Photographed by : Laquann Dawson

Photographed by : Laquann Dawson

With all due transparency, I consider myself to have a healthy sense of entitlement. Yet every single day, multiple times a day in fact. I catch myself feeling inflated by an insane sense of it. It feels like a bubble in my chest, expanding to surround me in defense when I feel disrespected. It then grows thorns to prick anyone who dares to try me. Now, to be fair most of the time it comes in handy. Like when I'm working at a job that doesn't value me or dealing with someone who doesn't value my time 

     Some days though... those days when I'm on a RAMPAGE!!!!! Or sometimes even just moments..

My sense of entitlement can grow to be the size of a mountain. Encompassing me in a mass thought process of, "Get the fuck out my way!",  I need to get to where I'm going... ME..ME..Me..Me..me. I start to feel like everyone in the world owes me something. I become a steam powered train, any and everything can catch this wrath. Thankfully most of the time I can contain this part of myself. I just remember that every single being on this planet has a life as well. They have places they need to be, things they need to do and experiences to be lived.

We all breathe the same air on the same planet. No one is better than the other.


While living in the era that we do, it is important to remember that the world and everyone in it owes you jack squat...Nada...nothing... Not a damn thing... The only people that ever owed you anything was your parents. Even then all they owed you was shelter, nourishment, and to maintain your overall well being. Once you're a capable adult, anything you feel you deserve, you owe to yourself. Unfortunately for a lot of people it can be even before then. Providing for yourself can be difficult at times... It can cause you to develop a chip on your shoulder. Make you feel like the world should fall at your feet because you earned it. This isn't a healthy way to feel. You're not the first person whose had to take care of themselves and you won't be the last. Eventually everyone has to take care of themselves. 

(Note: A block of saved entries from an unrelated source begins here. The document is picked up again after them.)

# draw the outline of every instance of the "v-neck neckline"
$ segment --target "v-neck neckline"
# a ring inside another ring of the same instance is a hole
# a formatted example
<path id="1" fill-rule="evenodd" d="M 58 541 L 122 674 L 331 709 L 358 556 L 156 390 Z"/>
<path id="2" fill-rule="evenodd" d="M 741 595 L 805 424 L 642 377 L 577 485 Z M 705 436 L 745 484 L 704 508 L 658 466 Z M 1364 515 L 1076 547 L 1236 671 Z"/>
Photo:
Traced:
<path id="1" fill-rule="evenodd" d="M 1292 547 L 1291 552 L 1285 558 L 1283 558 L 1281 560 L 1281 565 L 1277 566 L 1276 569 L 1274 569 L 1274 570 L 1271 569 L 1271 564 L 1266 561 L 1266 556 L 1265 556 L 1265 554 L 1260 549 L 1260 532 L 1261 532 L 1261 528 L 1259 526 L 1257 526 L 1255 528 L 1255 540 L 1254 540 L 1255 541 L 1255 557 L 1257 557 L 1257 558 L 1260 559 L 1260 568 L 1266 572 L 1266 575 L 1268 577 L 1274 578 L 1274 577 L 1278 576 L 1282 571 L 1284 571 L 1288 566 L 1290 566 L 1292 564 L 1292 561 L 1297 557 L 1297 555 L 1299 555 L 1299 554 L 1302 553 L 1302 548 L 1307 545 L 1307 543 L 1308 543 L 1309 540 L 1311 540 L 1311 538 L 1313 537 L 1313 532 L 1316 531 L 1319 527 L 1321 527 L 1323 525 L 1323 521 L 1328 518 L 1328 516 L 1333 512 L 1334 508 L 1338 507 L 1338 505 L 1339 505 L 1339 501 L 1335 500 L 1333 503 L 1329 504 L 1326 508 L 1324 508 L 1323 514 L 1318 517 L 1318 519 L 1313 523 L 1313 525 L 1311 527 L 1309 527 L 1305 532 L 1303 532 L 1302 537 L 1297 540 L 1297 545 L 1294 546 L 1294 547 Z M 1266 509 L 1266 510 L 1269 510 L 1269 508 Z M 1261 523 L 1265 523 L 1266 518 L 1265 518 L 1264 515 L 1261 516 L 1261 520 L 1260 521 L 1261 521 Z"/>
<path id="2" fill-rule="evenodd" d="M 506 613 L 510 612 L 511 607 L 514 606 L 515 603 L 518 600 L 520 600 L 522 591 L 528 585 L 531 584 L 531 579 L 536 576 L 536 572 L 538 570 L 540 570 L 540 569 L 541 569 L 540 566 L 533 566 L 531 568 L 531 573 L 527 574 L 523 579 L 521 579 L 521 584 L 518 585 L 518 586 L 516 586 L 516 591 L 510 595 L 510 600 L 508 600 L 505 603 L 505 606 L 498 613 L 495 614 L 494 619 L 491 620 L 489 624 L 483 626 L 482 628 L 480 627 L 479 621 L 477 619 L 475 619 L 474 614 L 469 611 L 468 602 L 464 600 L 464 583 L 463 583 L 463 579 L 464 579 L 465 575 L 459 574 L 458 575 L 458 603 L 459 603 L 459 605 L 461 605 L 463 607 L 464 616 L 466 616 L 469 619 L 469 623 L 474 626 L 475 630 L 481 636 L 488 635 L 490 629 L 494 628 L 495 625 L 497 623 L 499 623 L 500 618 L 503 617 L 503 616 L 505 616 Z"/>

Don't be ashamed though, you should feel entitled about certain things.. The safety of your loved ones, home, and possessions. Your health. Maintaining your boundaries. Maintaining your space. Your happiness... Basically the things that have to with YOU. The things within your sphere of control that affect your everyday life. 


You are however NOT entitled to another human being EVER... Even if you are around them everyday. Whether it's your best friend or your husband/wife : boyfriend/girlfriend. They do not belong to you, people are not possessions. You do not control them, people are not puppets. The time in space that you create together should be an agreement of both parties. I know its hard, just try to remember that you are not entitled to anyone's time or energy and vice versa.

Having a healthy sense of entitlement can come in handy anywhere from, looking to buy a home, to deciding whether or not a job or situation deserves your presence. It's about knowing what you deserve and not accepting anything less than. Not feeling like the world owes you something. Control your entitlement instead of letting it grow into a monster of your egos creation.